Bedrich Smetana was a Czech composer, who has been referred to as the Father of Czech music. He had a number of difficulties in his life, however, and by the end of his life he was completely deaf, and had mental health difficulties for which he was placed into an asylum. Although the Father of Czech music, Smetana is probably not the best known Czech composer (that title probably belongs to Dvorak whose music will feature in a later playlist).
Ralph Vaughan-Williams was an English composer born into a wealthy family. He strongly felt that music could and should be available to anyone. He wrote many pieces of music for amateur and student performers.
Born in 1875 in London, Coleridge-Taylor, named after the poet Samuel Taylor Coleridge, was a composer and prominent conductor in the early 1900s. Despite being a successful conductor, Coleridge-Taylor struggled financially and so he sold the rights to what became his most successful work, Hiawatha’s Wedding Feast, for a small sum to make some immediate money. He learned from this experience not to give up the rights to his creative endeavours.
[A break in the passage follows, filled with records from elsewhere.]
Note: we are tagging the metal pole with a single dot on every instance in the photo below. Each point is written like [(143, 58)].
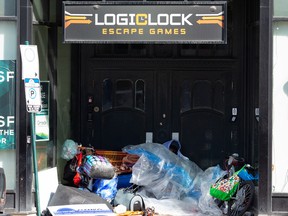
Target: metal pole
[(35, 165)]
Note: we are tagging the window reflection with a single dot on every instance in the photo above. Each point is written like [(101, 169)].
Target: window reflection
[(124, 93), (107, 94), (186, 96), (140, 95)]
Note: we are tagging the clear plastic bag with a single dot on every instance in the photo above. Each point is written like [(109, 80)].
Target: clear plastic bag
[(162, 173), (106, 188)]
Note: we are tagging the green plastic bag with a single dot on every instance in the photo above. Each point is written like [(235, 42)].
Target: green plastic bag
[(225, 188)]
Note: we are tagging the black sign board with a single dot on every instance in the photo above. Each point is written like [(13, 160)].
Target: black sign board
[(97, 22)]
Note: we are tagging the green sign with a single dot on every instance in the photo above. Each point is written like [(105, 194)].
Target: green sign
[(7, 104), (42, 118), (187, 22)]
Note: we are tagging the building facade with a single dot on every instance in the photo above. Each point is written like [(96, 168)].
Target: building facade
[(215, 98)]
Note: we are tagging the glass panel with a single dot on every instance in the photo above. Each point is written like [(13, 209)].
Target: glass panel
[(280, 8), (107, 94), (7, 116), (186, 96), (140, 95), (202, 94), (7, 8), (219, 97), (280, 108), (8, 40), (124, 93)]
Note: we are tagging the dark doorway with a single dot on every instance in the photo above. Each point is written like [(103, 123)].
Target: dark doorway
[(124, 101)]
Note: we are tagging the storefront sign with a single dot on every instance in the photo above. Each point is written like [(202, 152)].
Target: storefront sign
[(30, 61), (32, 95), (42, 118), (152, 23), (7, 104)]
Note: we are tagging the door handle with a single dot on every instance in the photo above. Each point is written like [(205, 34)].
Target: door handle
[(234, 114)]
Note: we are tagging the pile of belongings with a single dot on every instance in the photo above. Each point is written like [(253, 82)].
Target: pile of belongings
[(160, 181)]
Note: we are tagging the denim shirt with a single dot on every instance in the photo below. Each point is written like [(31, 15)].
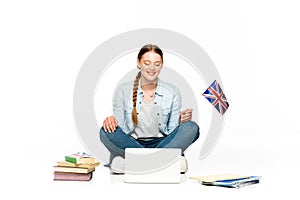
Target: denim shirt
[(167, 102)]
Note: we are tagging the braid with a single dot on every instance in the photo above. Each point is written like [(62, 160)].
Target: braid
[(134, 97)]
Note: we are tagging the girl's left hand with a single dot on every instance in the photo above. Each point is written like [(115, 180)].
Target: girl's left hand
[(186, 115)]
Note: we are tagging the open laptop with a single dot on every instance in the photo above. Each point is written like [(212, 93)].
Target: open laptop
[(152, 165)]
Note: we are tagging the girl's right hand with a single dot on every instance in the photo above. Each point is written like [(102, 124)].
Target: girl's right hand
[(110, 124)]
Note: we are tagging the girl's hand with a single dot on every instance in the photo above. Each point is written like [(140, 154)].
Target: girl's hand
[(110, 124), (186, 115)]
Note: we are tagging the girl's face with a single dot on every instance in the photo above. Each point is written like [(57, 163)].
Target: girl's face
[(150, 66)]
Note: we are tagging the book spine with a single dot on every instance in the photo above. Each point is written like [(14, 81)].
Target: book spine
[(71, 159)]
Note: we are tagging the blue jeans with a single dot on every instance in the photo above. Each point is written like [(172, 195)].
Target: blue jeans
[(182, 137)]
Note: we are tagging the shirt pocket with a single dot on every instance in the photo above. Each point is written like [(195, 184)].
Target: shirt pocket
[(165, 116)]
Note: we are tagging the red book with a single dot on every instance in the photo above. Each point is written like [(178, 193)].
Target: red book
[(67, 176)]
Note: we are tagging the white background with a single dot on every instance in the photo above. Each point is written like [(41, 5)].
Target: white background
[(254, 45)]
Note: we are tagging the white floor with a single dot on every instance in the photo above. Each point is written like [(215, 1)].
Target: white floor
[(277, 164)]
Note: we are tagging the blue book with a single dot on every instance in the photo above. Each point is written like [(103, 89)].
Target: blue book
[(235, 183)]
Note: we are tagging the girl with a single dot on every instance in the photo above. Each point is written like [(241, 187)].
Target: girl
[(146, 114)]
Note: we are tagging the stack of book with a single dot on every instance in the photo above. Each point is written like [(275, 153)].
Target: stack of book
[(227, 180), (76, 167)]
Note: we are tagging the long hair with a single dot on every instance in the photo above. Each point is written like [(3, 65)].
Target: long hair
[(144, 49)]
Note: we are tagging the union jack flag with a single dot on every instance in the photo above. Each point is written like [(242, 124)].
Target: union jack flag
[(216, 97)]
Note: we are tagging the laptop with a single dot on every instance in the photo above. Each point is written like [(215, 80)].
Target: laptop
[(152, 165)]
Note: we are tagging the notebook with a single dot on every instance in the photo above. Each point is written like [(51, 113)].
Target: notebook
[(152, 165)]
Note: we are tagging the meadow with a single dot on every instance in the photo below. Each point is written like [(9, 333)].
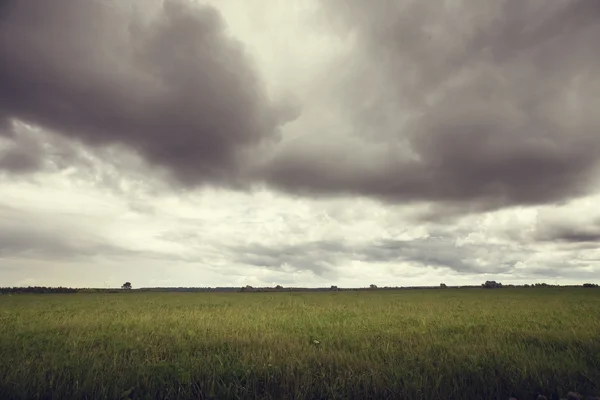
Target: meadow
[(413, 344)]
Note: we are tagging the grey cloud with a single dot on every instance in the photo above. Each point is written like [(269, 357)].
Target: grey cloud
[(469, 105), (322, 256), (172, 86), (319, 257), (18, 153), (24, 236), (499, 100), (568, 231)]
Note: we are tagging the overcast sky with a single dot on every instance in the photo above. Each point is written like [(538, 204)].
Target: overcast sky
[(299, 142)]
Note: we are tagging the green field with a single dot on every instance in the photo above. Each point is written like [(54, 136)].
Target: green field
[(415, 344)]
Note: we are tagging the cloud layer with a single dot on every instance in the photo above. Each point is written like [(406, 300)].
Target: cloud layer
[(475, 107)]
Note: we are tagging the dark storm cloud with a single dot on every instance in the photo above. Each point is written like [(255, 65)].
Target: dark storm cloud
[(473, 105), (171, 86), (570, 232), (500, 101)]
Sergei Vasilyevich Rachmaninoff
Sergei Rachmaninoff was a Russian composer born into a musical family which inspired him to start playing piano at the age of 4. He was very influenced by his contemporaries like Mussorsky, Tchaikovsky and Rimsky-Korsakov. After the Russian Revolution Rachmaninoff’s family relocated to America, settling in New York in 1918 where he remained until his death in 1943. Rachmaninoff is perhaps best known for composing beautiful and brilliant, but very difficult works for piano and orchestra.
Gustav Theodore Holst
Gustav Holst was an English composer and teacher. He was a pioneer of music education for girls and composed many pieces for the students St Paul’s Girl’s School where he taught from 1905 to 1934. I have given you one of the movements from The Planets Suite and St Paul’s Suite to listen to. See if you can spot the now famous tunes contained within them. As a hint for the St Paul’s Suite, as the whole of that piece is linked to below, the tune you are looking for is in the finale, Dargason.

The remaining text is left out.